Sobre Marinho Pinto I - Marinho Pinto e os políticos
por A-24, em 24.09.14
Mariana MortáguaOs 'foros populistas tão em voga' na Europa estão a fazer uma entrada ruidosa em Portugal. Curiosamente, vêm pela mão, entre outros, de quem, ainda em 2007, apelidava a proposta de redução de deputados como... um foro populista. Temos, aliás, a agradecer a António José Seguro a elaboração de um relatório que prova como a relação entre o número de deputados e a população está bem dentro da média europeia. Na verdade, em Portugal, cada um dos 230 eleitos representa 42.406 eleitores, bastante mais que a média da Europa a 28, que é de 1 para 34.133. Mais razão para António José Seguro de 2007.

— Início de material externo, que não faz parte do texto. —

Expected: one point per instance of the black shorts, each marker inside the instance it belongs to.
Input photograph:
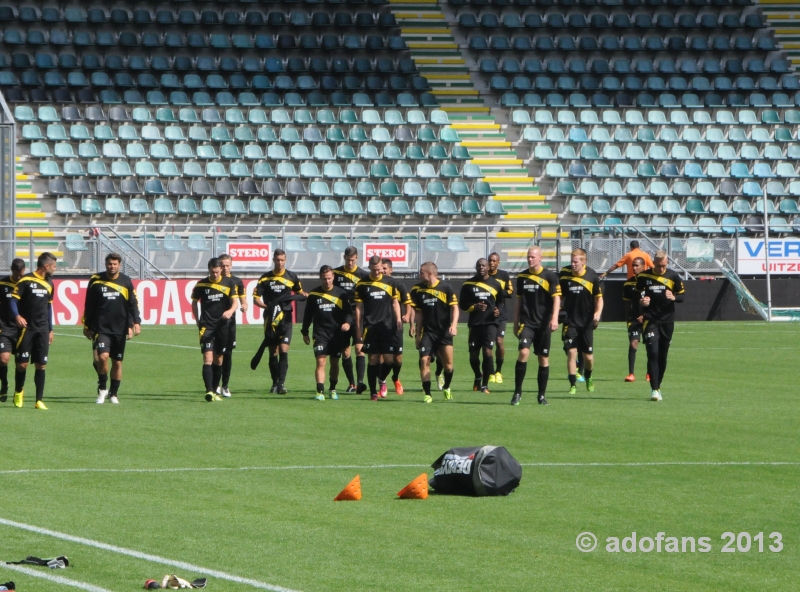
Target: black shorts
(33, 345)
(354, 336)
(482, 337)
(214, 339)
(660, 333)
(634, 331)
(398, 342)
(114, 345)
(580, 338)
(232, 333)
(8, 341)
(430, 343)
(333, 347)
(537, 338)
(379, 339)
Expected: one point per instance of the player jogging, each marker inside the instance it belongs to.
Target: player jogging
(483, 298)
(329, 309)
(378, 320)
(216, 298)
(535, 318)
(408, 317)
(9, 332)
(504, 279)
(278, 287)
(110, 318)
(660, 288)
(436, 323)
(582, 304)
(227, 359)
(346, 277)
(32, 307)
(633, 314)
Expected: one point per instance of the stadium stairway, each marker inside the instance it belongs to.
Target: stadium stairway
(784, 18)
(426, 29)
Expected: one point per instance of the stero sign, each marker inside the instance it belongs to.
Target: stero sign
(397, 252)
(784, 256)
(250, 255)
(161, 302)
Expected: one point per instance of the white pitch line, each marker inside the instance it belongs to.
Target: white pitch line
(409, 466)
(53, 578)
(182, 565)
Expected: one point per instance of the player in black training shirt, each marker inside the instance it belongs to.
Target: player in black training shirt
(279, 287)
(110, 318)
(346, 277)
(436, 320)
(633, 315)
(330, 310)
(32, 306)
(216, 298)
(660, 289)
(378, 319)
(227, 359)
(408, 317)
(504, 279)
(483, 298)
(9, 332)
(535, 318)
(582, 303)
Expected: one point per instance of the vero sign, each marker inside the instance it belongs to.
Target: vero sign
(250, 256)
(397, 252)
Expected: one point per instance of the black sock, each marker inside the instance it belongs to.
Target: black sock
(372, 377)
(38, 379)
(347, 366)
(475, 363)
(488, 370)
(283, 367)
(396, 371)
(448, 377)
(541, 378)
(520, 368)
(19, 380)
(361, 362)
(208, 378)
(273, 368)
(216, 375)
(227, 364)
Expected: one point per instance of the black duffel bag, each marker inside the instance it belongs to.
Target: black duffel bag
(477, 471)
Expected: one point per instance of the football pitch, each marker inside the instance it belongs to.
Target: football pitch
(241, 491)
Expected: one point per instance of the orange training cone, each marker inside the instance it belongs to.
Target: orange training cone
(351, 491)
(417, 489)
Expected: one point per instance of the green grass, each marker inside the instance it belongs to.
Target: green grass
(730, 395)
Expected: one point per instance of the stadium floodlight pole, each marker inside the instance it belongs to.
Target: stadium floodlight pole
(766, 257)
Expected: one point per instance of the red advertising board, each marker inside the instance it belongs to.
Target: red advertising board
(161, 302)
(397, 252)
(253, 256)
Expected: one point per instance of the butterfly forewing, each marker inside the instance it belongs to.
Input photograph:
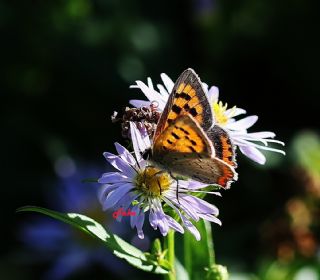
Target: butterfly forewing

Pena é que o secretário-geral do partido socialista tenha mudado de opinião e que venha propor agora a redução de 230 para 181 deputados. A medida só tem dois resultados. O primeiro é o reforço do carrossel do centrão, com a diminuição da pluralidade política, das vozes divergentes dos pequenos partidos. O segundo é a perda de representantes provenientes das zonas do interior.

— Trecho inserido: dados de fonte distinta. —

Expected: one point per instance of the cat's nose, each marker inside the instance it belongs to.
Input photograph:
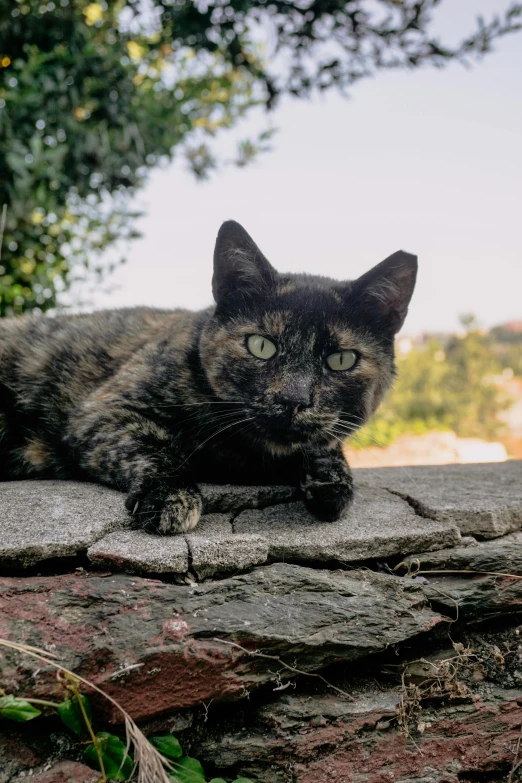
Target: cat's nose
(296, 394)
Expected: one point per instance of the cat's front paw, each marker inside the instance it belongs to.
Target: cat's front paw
(328, 488)
(165, 509)
(328, 502)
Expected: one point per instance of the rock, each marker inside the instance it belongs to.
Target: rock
(157, 647)
(379, 524)
(483, 500)
(319, 738)
(228, 497)
(139, 552)
(18, 751)
(476, 595)
(55, 519)
(65, 772)
(503, 555)
(214, 552)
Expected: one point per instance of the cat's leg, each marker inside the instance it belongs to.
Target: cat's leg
(130, 452)
(327, 484)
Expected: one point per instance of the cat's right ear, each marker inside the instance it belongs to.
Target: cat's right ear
(240, 269)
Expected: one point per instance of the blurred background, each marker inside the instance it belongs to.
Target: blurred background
(336, 131)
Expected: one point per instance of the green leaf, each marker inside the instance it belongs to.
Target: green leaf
(71, 714)
(167, 745)
(17, 709)
(118, 765)
(188, 770)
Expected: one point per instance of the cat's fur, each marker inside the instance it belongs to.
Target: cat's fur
(152, 402)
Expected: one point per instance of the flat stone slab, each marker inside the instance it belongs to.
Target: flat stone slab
(159, 647)
(137, 552)
(379, 524)
(215, 548)
(483, 500)
(396, 512)
(55, 519)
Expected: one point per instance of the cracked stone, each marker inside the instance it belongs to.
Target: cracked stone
(379, 524)
(482, 500)
(140, 552)
(55, 519)
(215, 549)
(157, 647)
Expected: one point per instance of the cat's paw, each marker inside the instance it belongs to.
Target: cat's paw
(165, 509)
(328, 488)
(328, 502)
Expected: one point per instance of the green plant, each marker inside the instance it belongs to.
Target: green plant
(158, 760)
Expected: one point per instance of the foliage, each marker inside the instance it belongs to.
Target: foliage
(107, 752)
(19, 710)
(444, 387)
(93, 95)
(323, 43)
(87, 108)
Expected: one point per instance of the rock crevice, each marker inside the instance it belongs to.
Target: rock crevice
(305, 672)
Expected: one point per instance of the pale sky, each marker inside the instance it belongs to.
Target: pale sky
(427, 161)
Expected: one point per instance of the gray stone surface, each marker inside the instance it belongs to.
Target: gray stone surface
(230, 497)
(396, 512)
(379, 524)
(214, 549)
(140, 552)
(212, 555)
(47, 519)
(483, 500)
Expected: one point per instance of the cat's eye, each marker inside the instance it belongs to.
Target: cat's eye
(260, 347)
(343, 360)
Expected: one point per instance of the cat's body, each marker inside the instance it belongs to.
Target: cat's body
(152, 402)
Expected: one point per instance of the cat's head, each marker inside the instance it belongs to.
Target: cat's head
(305, 357)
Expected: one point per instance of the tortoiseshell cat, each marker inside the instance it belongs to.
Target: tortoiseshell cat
(260, 389)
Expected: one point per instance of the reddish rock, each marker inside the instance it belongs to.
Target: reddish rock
(323, 739)
(159, 647)
(65, 772)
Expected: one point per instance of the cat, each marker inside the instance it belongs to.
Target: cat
(262, 388)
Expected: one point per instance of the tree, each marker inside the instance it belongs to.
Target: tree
(444, 387)
(86, 109)
(95, 94)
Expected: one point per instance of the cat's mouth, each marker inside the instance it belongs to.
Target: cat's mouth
(289, 427)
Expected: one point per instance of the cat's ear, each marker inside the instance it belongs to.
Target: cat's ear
(383, 294)
(240, 268)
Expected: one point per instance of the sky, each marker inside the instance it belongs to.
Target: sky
(426, 161)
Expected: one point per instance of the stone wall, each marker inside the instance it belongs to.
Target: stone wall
(383, 647)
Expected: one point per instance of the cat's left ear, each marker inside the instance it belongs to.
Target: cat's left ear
(240, 268)
(383, 294)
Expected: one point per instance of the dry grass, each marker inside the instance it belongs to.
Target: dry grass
(150, 765)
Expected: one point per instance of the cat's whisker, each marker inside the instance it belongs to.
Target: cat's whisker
(241, 421)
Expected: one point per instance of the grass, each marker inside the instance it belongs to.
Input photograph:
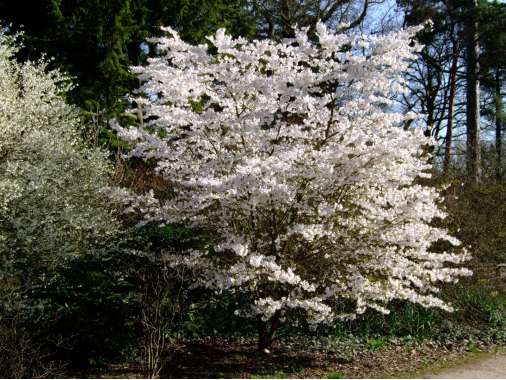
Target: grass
(335, 375)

Em abono da verdade, embora de carácter menos populista, admita-se, esse será também o resultado prático da transformação do sistema eleitoral proporcional português em círculos uninominais, como parece propor António Costa. Em ambos os casos, perde a democracia.
De qualquer das formas, a fórmula populista que permitiu a Marinho e Pinto eleger-se, e a mais um representante do Movimento Partido da Terra, parece estar a fazer caminho em outras áreas do sistema político português. Compreende-se. O antigo bastonário foi mestre na mais fina arte populista: a caça ao voto com o tiro aos políticos. O que é surpreendente nesta história é que Marinho não tenha sequer aguentado 3 meses sem se revelar, ele mesmo, a mais perfeita representação dos políticos que caricaturava.
Marinho Pinto pediu os votos para o MPT, que hoje admite ter usado apenas como barriga de aluguer, apresentando-se como de esquerda, apesar de hoje estar integrado no grupo europeu dos liberais. Bem sabemos que foi uma solução de recurso. Os Verdes europeus - a primeira escolha - é que não levaram muito a bem a declarações homofóbicas do então candidato português.
Marinho e Pinto prometeu ser um "formiguinha" em Bruxelas, mas já disse que não cumprirá o mandato para se poder candidatar às legislativas e, logo a seguir, às presidenciais. O formigueiro de Bruxelas não era senão um trampolim político para o homem que, quem sabe, ainda vamos ver um dia candidatar-se à Casa dos Segredos, se achar que as noites com a Teresa Guilherme lhe podem dar mais votos que as manhãs do Goucha.
Marinho Pinto foi eleito porque denunciava os privilégios dos políticos, os seus salários e regalias. Cresceu com o "são todos iguais". Hoje, acha que o salário de eurodeputado é "vergonhoso" mas que, por via das dúvidas, vai mantê-lo até saber se consegue ser eleito deputado nacional. Um sacrifício pela pátria, está visto, já que o salário de bastonário, €4800, "não dá para muito", e muito menos o de deputado nacional, muito abaixo desse valor.
E é assim que, em pouco mais de três meses, Marinho e Pinto consegue contrafazer tudo o que prometeu em campanha. O seu populismo revelou-se inversamente proporcional ao contributo político que teve para oferecer. Ainda não vimos o deputado europeu a lutar por menos impostos, por salários dignos, por mais direitos. Até agora, só a atrocidade de lamentar um salário de €4800 no mesmo país em que a média das pessoas não ganha mais de €900, e que mais de meio milhão vive com €485 mensais.
O populismo que toma os políticos como um todo, que se alimenta do descontentamento popular oferecendo respostas fáceis, exagerando os factos, encontrando bodes expiatórios, em nada contribui para a democracia. Pelo contrário, descredibiliza-a, afasta-a das pessoas, menoriza-a, sem resolver nenhum dos problemas de fundo: a pobreza, o rotativismo incessante, a certeza de poder pouco perante a corrupção e os grandes interesses financeiros.
Se há abusos, acabe-se com eles, mas com a coragem de rejeitar as derivas populistas que em nada contribuem para aprofundar a democracia portuguesa e para fazer da política um verdadeiro instrumento de cidadania ao serviço daqueles que cá vivem. Tem de ser possível. Afinal, não somos todos iguais a Marinho e Pinto.